I grew up mostly never questioning my parents or the adults in my life, and if I had those thoughts, I kept them to myself. I was taught to be in line with whatever they told me to do. When this didn’t happen, there were consequences that were usually in some form of punishment or guilt. This led to not really having many relationships with adults whom I felt that I could talk to. I knew that I wanted something different for my kids. I understood, from the very first conversation I had with a fifth grader at Village School, that this place is unique and it is exactly what my kids needed.

I wasn’t expecting that change for my family would happen overnight, but I guess I also didn’t expect to have so many challenges either. Some days, especially when Annalee was younger and in the lower grades, we had some pretty tough days at school. I recall thinking “Oh boy… what have I gotten myself into?” Not only was I busier with being involved at school and running my business, but I also had to deal with the dynamics of other children, parents and teachers too. I questioned whether or not it was the right place for us after all. Right around that time when I had all of these questions and doubts, I was approached by the lead for Parent Ed to join the team. Needless to say, I didn’t quite jump at the opportunity. Why would the team want someone like me? I only know how to arrange beautiful flowers. I wasn’t even sure I believed in Positive Discipline at the time, so how could I possibly facilitate it for other parents?! I gave it a lot of thought, and selfishly I decided that the only way for me to become a better parent was to learn as much as I could. There is a saying that is used pretty often in the world of floral designers and events professionals that are starting out: “just fake it until you make it!” I thought this was a great area where that saying might apply.

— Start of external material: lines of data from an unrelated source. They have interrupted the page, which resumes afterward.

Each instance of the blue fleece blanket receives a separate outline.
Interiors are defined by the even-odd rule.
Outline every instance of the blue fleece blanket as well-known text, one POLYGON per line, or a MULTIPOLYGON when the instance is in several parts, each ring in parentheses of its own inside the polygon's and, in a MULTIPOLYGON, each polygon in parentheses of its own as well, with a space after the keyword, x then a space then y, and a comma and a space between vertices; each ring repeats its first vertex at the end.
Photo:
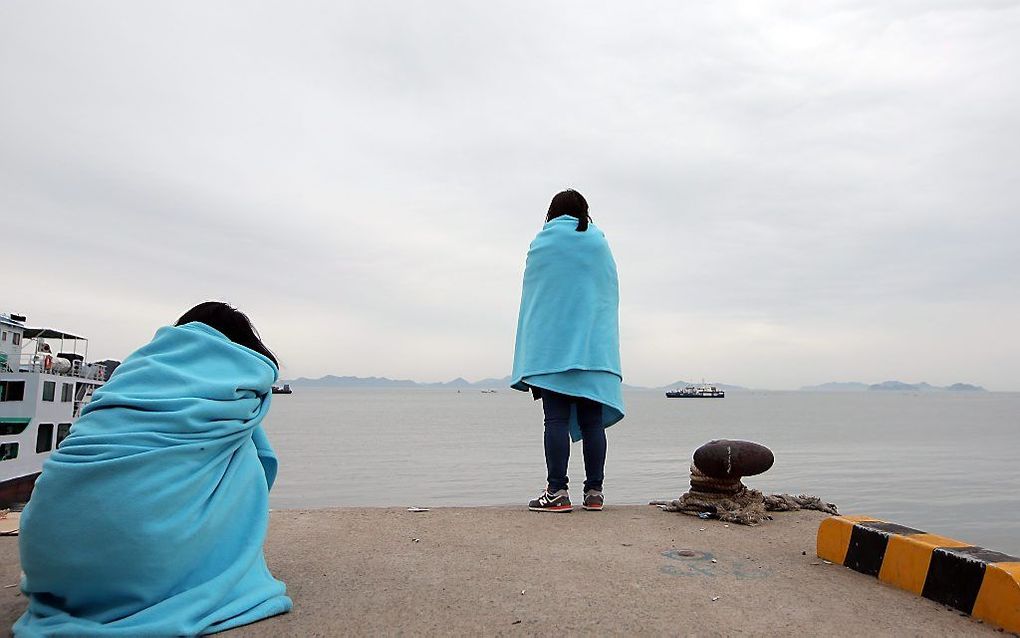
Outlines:
MULTIPOLYGON (((623 419, 616 262, 594 224, 576 228, 571 216, 548 222, 527 251, 511 387, 598 401, 608 428, 623 419)), ((575 410, 570 435, 580 439, 575 410)))
POLYGON ((16 636, 197 635, 290 610, 262 554, 276 374, 203 324, 128 357, 21 517, 16 636))

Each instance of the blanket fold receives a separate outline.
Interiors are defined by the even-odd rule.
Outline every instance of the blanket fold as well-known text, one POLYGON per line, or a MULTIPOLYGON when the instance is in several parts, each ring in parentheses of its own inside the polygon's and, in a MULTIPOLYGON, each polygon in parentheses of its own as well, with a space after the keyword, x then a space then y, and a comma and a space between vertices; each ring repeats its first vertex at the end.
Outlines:
POLYGON ((276 375, 198 323, 129 356, 24 509, 15 635, 199 635, 290 610, 262 553, 276 375))
MULTIPOLYGON (((511 387, 598 401, 608 428, 623 419, 619 282, 605 234, 576 227, 548 222, 528 248, 511 387)), ((580 440, 573 409, 570 436, 580 440)))

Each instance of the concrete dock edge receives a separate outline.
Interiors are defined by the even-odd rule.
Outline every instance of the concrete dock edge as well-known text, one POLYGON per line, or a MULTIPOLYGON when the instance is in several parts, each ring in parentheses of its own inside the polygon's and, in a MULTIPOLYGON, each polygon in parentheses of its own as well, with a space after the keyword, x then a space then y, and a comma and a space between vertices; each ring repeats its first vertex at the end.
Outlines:
POLYGON ((820 558, 1020 632, 1020 557, 871 517, 818 526, 820 558))

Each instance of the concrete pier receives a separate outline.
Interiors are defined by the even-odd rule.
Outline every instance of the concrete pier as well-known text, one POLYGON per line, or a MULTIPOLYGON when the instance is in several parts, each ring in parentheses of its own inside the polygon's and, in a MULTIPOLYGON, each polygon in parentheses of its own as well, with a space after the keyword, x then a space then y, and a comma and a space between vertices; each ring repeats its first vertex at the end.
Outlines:
MULTIPOLYGON (((239 636, 988 636, 994 630, 815 555, 818 512, 757 528, 613 506, 278 510, 266 556, 294 611, 239 636)), ((17 583, 17 539, 0 579, 17 583)), ((9 627, 23 611, 0 590, 9 627)))

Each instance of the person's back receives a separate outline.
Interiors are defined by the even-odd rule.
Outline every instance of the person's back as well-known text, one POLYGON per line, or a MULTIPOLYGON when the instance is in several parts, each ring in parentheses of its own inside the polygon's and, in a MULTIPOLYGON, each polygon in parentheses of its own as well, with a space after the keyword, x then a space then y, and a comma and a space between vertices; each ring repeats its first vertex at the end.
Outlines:
POLYGON ((605 235, 576 191, 553 198, 531 242, 511 387, 543 400, 546 490, 537 511, 570 511, 570 439, 583 440, 585 509, 603 506, 606 428, 623 419, 619 284, 605 235))
POLYGON ((262 555, 276 363, 210 326, 243 314, 201 308, 128 357, 45 462, 21 519, 16 635, 194 635, 290 609, 262 555))

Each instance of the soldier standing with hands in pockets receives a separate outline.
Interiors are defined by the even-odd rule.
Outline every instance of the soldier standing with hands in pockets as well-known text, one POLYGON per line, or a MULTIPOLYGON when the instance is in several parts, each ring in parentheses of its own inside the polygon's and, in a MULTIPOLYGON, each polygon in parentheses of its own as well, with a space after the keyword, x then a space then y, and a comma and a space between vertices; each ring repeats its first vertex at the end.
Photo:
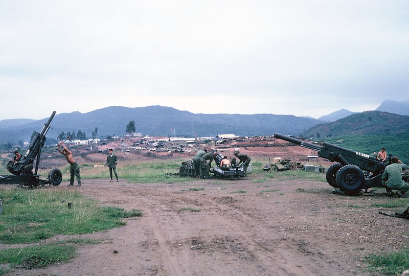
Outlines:
POLYGON ((106 157, 106 165, 108 165, 109 168, 109 176, 111 177, 111 180, 109 182, 112 182, 112 171, 113 171, 113 173, 115 174, 115 177, 117 178, 117 182, 119 182, 118 180, 118 175, 117 173, 117 155, 113 154, 113 150, 109 149, 108 150, 108 155, 106 157))

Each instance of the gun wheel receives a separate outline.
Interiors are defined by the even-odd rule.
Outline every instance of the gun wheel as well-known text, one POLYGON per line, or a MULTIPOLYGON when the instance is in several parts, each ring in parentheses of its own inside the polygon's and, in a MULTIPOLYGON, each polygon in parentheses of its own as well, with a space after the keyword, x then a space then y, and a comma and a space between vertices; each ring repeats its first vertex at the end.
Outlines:
POLYGON ((327 182, 328 184, 331 185, 334 188, 338 188, 339 186, 336 183, 336 173, 339 169, 342 168, 342 164, 340 163, 335 163, 332 164, 328 169, 327 170, 327 173, 325 174, 325 178, 327 178, 327 182))
POLYGON ((58 186, 62 181, 62 173, 58 169, 53 169, 48 174, 48 179, 54 186, 58 186))
POLYGON ((362 189, 365 178, 358 166, 348 165, 339 169, 336 173, 336 179, 340 190, 353 194, 362 189))

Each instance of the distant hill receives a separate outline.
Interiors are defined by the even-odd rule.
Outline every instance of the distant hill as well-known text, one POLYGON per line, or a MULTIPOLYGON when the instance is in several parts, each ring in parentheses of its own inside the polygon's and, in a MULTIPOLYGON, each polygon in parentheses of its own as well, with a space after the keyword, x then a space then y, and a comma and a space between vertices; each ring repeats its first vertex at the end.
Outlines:
POLYGON ((390 100, 384 101, 375 110, 408 116, 409 102, 396 102, 390 100))
POLYGON ((348 110, 343 108, 342 109, 330 113, 328 115, 321 116, 318 118, 318 120, 321 120, 321 121, 327 121, 328 122, 334 122, 337 120, 345 118, 345 117, 349 116, 350 115, 355 114, 356 113, 358 112, 350 111, 348 110))
POLYGON ((409 133, 409 116, 378 111, 353 114, 332 123, 319 124, 304 131, 305 136, 409 133))
POLYGON ((16 126, 20 126, 31 123, 32 122, 35 122, 35 120, 33 119, 6 119, 0 121, 0 128, 6 128, 8 127, 15 127, 16 126))
MULTIPOLYGON (((176 136, 185 137, 215 136, 222 133, 272 135, 276 132, 298 135, 323 122, 292 115, 193 113, 160 106, 111 106, 85 113, 76 111, 58 114, 57 111, 47 133, 48 139, 56 139, 61 131, 77 133, 78 130, 90 137, 96 127, 99 137, 123 135, 131 121, 135 122, 136 131, 143 135, 170 136, 176 133, 176 136)), ((48 119, 2 128, 0 143, 29 141, 33 132, 40 132, 48 119)))

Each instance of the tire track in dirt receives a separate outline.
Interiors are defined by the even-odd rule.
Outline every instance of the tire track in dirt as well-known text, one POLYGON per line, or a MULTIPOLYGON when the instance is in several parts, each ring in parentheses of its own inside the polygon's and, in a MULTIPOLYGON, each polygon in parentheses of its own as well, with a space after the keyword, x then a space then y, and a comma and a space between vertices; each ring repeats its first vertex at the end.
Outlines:
MULTIPOLYGON (((125 189, 125 190, 127 190, 125 189)), ((215 201, 215 198, 210 198, 208 197, 202 197, 194 196, 193 198, 191 196, 188 195, 187 193, 164 193, 159 191, 155 192, 155 195, 153 196, 156 199, 153 199, 152 190, 143 191, 143 189, 138 189, 139 196, 140 197, 139 200, 144 202, 144 206, 152 206, 156 205, 157 203, 155 201, 157 198, 165 198, 170 199, 161 202, 161 205, 166 206, 167 205, 174 205, 175 201, 180 205, 187 204, 194 204, 198 206, 205 206, 207 211, 209 211, 208 214, 203 215, 201 213, 200 216, 211 216, 212 219, 217 221, 215 224, 218 225, 219 227, 223 228, 228 229, 228 232, 230 233, 229 239, 233 238, 235 241, 240 241, 241 243, 246 244, 245 247, 252 255, 254 255, 256 258, 260 260, 261 265, 258 265, 258 269, 261 270, 261 273, 268 273, 268 271, 274 269, 277 274, 286 275, 300 275, 301 274, 317 274, 317 271, 313 266, 311 267, 309 263, 304 263, 300 258, 299 254, 297 252, 289 252, 288 244, 283 241, 280 237, 274 234, 270 236, 270 240, 274 241, 274 248, 269 248, 263 244, 263 242, 258 240, 256 238, 263 232, 265 232, 264 227, 254 226, 255 222, 258 222, 260 224, 262 222, 255 222, 254 218, 251 216, 243 213, 243 210, 239 209, 239 207, 235 206, 232 206, 231 203, 226 204, 220 203, 215 201), (147 195, 146 193, 149 193, 150 196, 144 197, 141 196, 143 194, 147 195), (153 203, 154 202, 154 203, 153 203), (252 232, 255 232, 252 236, 249 236, 248 233, 245 231, 245 229, 248 228, 252 225, 252 232), (231 236, 234 236, 232 238, 231 236), (244 241, 244 242, 242 241, 244 241), (293 260, 300 260, 297 264, 294 265, 293 260), (277 267, 277 266, 279 267, 277 267), (306 268, 308 267, 308 270, 306 268), (308 272, 309 271, 309 272, 308 272)), ((216 198, 216 200, 217 198, 216 198)), ((172 208, 172 206, 170 206, 172 208)), ((174 211, 174 210, 173 210, 174 211)), ((146 214, 149 216, 148 221, 151 225, 152 229, 153 238, 157 240, 159 243, 158 246, 161 250, 166 254, 167 256, 166 260, 162 260, 161 264, 174 264, 177 263, 177 260, 172 256, 171 251, 172 249, 169 248, 171 244, 166 242, 166 238, 164 238, 165 233, 164 233, 160 227, 157 226, 158 223, 157 219, 154 218, 153 214, 146 214)), ((179 225, 182 223, 180 215, 178 216, 172 216, 172 220, 175 225, 179 225)), ((167 227, 167 228, 168 227, 167 227)), ((293 250, 292 250, 293 251, 293 250)), ((175 266, 173 266, 171 268, 167 268, 169 270, 172 269, 173 274, 181 274, 180 271, 178 272, 177 268, 175 266)), ((163 272, 163 271, 162 271, 163 272)))

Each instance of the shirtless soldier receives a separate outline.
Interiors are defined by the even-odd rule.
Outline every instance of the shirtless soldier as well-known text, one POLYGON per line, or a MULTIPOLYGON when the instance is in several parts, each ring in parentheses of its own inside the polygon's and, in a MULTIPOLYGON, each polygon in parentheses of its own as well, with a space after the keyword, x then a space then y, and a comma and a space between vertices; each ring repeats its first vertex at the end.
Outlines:
POLYGON ((73 156, 73 153, 71 152, 66 146, 64 144, 63 142, 58 143, 58 151, 61 154, 65 156, 65 159, 70 163, 70 173, 71 174, 71 177, 70 178, 70 185, 69 186, 72 186, 74 185, 74 175, 77 177, 77 180, 78 181, 78 186, 81 186, 81 176, 80 176, 80 166, 75 162, 73 156), (64 149, 61 150, 61 146, 64 149))

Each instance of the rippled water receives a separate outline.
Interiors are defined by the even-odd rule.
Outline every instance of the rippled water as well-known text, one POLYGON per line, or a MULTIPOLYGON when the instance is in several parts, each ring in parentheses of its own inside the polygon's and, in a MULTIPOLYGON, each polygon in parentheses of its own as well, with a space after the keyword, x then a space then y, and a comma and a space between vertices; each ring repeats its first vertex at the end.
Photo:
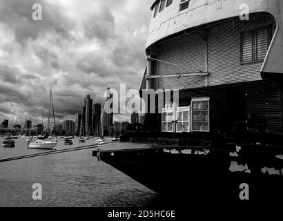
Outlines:
MULTIPOLYGON (((0 139, 2 143, 3 138, 0 139)), ((0 159, 46 151, 28 149, 21 139, 16 148, 0 147, 0 159)), ((66 146, 59 140, 57 149, 66 146)), ((110 143, 104 148, 133 147, 110 143)), ((140 147, 140 146, 138 146, 140 147)), ((157 195, 124 173, 92 157, 92 149, 0 163, 0 206, 148 206, 157 195), (32 184, 42 185, 43 199, 32 198, 32 184)))

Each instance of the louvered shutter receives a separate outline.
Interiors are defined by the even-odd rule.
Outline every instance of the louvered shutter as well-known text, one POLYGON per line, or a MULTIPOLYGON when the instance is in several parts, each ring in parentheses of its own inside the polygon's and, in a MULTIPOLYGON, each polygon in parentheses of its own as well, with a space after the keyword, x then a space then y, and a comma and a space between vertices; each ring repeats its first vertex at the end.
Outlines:
POLYGON ((270 33, 271 29, 269 28, 258 29, 255 31, 255 54, 257 61, 264 59, 269 47, 270 33))
POLYGON ((242 33, 242 63, 248 63, 253 61, 253 31, 242 33))

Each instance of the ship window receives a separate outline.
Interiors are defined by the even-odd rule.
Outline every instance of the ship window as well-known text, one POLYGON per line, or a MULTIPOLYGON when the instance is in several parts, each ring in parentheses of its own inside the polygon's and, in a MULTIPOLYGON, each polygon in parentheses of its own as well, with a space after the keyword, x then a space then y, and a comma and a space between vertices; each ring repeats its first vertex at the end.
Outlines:
POLYGON ((194 132, 209 132, 209 97, 193 98, 192 131, 194 132))
POLYGON ((173 1, 173 0, 167 0, 166 7, 170 6, 173 1))
POLYGON ((153 14, 153 17, 155 17, 155 16, 157 15, 159 6, 159 3, 157 3, 155 5, 155 12, 153 14))
POLYGON ((166 2, 166 0, 162 0, 162 1, 161 1, 160 8, 159 8, 159 12, 162 12, 163 10, 164 9, 166 2))
POLYGON ((271 41, 271 28, 257 28, 241 33, 241 63, 262 61, 271 41))
POLYGON ((190 1, 191 0, 181 0, 179 10, 182 11, 183 10, 187 9, 188 8, 190 1))

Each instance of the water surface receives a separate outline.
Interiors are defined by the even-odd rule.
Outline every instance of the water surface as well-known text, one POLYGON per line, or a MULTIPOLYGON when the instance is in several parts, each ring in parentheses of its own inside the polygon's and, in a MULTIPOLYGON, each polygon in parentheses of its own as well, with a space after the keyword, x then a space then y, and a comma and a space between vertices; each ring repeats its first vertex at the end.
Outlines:
MULTIPOLYGON (((2 143, 3 137, 0 138, 2 143)), ((43 153, 28 149, 21 139, 14 148, 0 147, 0 159, 43 153)), ((57 149, 93 143, 65 146, 59 140, 57 149)), ((146 147, 146 145, 110 143, 103 148, 146 147)), ((148 206, 157 195, 124 173, 92 157, 92 149, 0 163, 0 206, 148 206), (35 183, 42 185, 42 200, 33 200, 35 183)))

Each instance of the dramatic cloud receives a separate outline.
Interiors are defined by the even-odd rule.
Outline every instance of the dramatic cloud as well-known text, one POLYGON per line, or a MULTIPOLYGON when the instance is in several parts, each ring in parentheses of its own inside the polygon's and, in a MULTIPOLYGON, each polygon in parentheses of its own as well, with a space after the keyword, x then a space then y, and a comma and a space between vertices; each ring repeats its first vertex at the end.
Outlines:
POLYGON ((152 3, 1 0, 0 120, 40 122, 50 90, 62 120, 81 111, 87 94, 104 104, 107 87, 138 88, 152 3), (36 3, 43 21, 32 18, 36 3))

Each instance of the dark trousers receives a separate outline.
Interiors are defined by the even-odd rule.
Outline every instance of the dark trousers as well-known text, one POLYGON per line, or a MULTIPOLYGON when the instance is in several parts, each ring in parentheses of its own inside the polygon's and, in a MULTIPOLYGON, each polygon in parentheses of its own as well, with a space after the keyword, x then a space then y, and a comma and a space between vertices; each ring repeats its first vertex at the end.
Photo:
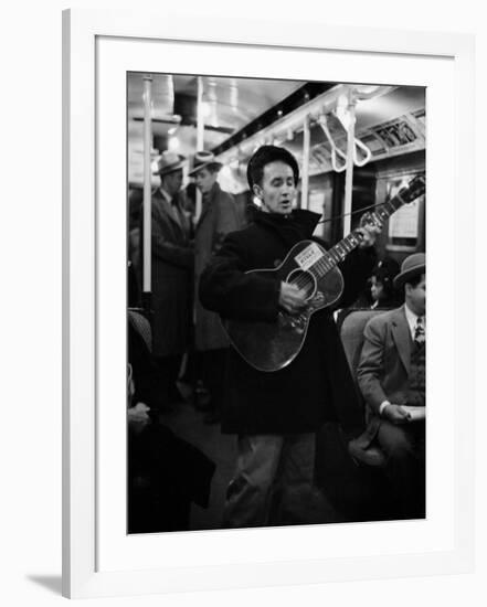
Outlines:
POLYGON ((160 382, 161 408, 181 400, 178 386, 179 371, 181 369, 182 354, 171 356, 156 356, 160 382))
POLYGON ((223 407, 227 353, 227 348, 201 352, 201 379, 210 392, 210 411, 218 415, 221 414, 223 407))
POLYGON ((387 457, 387 473, 403 519, 425 517, 425 423, 381 422, 378 439, 387 457))

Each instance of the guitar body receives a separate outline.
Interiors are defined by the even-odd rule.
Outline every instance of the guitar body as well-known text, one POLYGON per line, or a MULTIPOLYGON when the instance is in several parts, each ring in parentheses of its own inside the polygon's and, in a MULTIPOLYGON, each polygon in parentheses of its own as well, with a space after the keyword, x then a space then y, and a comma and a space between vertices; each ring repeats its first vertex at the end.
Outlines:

I went through the required training needed to facilitate the material to other parents. Towards the end of the course was an activity that has always stuck with me. It compared practicing Positive Discipline with learning to ride a bike. The gist of it was this: at first you are scared and hesitant, then you get on, fall, and probably get hurt. Eventually you get back on and are riding a bike. In the beginning, you don’t ride very well and are wobbly, but with time you get better at it. Eventually, you don’t even think about how to do it anymore, you just do. Then it becomes second nature, and you may even begin exploring how to do wheelies or ride without using the handlebars. Just like learning to ride a bike, as with all new experiences, you have to trust in the process.

You may ask, where I am in the process now? Well my daughter is in the 4th grade, so that means we have adopted this philosophy for about five school years now. I am right around the part where it definitely feels more natural and is starting to become second nature. Don’t get me wrong, though. We still have our challenges, and yes, I do yell at my kids sometimes, and I still lock myself in the bathroom. But I have learned that this is only human, and my kids need to see this from time to time to understand that I, too, have my bad days. We will always have our moments, but now we have plenty of tools to help us to recover from these challenges in a way that is respectful to one another.

I’ve been called a veteran parent (crazy!), and have been asked for advice and reassurance. I tell these parents to trust in the process. Whereas, before, I had no other older children of my own with which to compare our early experiences, I now have amazing stories about what my kids have taught me. I am in awe of how my daughter has blossomed into a person who can put together a spreadsheet about where she wants to go for middle school, and why one is better than the other. This, by the way, is because she has had amazing teachers who have supported and allowed her to own her education. I am touched by how she can be an up-stander for her friends and how they have learned to resolve problems on their own. I am proud that she has so many more words than me to express how she feels and why (sometimes a bit scary though, lol). And I believe, wholeheartedly, that this will be the same way for my first grade son Nolan. I am trusting in the process.